1. **Pure Helm chart (no rendered manifests in Git).** Run `helm template` to render, then audit the rendered output.
2. **Operator-managed CRDs.** Audit the CR spec; note that operator semantics may enforce additional rules outside this skill's view.
3. **GitOps repo (Argo CD / Flux).** Audit source manifests; in `--live` mode, note the sync state but do not edit.
4. **Cluster-scoped resources (ClusterRoles, ClusterRoleBindings).** Weight RBAC findings higher; cluster-wide scope amplifies blast radius.
5. **Mutating admission webhooks in cluster.** Rendered manifests may differ from deployed.
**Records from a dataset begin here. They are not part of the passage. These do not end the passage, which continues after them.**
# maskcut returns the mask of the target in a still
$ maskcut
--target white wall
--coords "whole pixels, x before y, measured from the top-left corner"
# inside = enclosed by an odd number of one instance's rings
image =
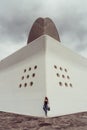
[[[44,116],[43,99],[46,92],[44,49],[44,37],[41,37],[0,63],[0,111]],[[34,69],[35,65],[37,69]],[[33,73],[35,77],[32,77]],[[30,77],[27,79],[28,74]]]
[[[54,65],[57,66],[57,69],[54,68]],[[67,72],[65,72],[65,68]],[[49,116],[87,111],[86,59],[70,51],[62,43],[47,37],[46,72],[47,96],[51,107]],[[57,77],[57,73],[60,77]],[[70,79],[67,78],[67,75]],[[59,85],[59,82],[62,82],[62,86]],[[68,86],[65,86],[64,83],[67,83]],[[72,84],[72,87],[69,83]]]

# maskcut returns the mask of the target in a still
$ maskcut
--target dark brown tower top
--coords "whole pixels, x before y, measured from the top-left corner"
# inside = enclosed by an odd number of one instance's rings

In `--live` mode, cross-check.
6. **DaemonSets often need host namespaces.** CNI plugins, log shippers — flag but allow suppression.
7. **Jobs and CronJobs** — probes don't apply; resource requests still do.
8. **NetworkPolicy absence** — if the CNI doesn't enforce NetworkPolicy, skip F findings for that group (note in report).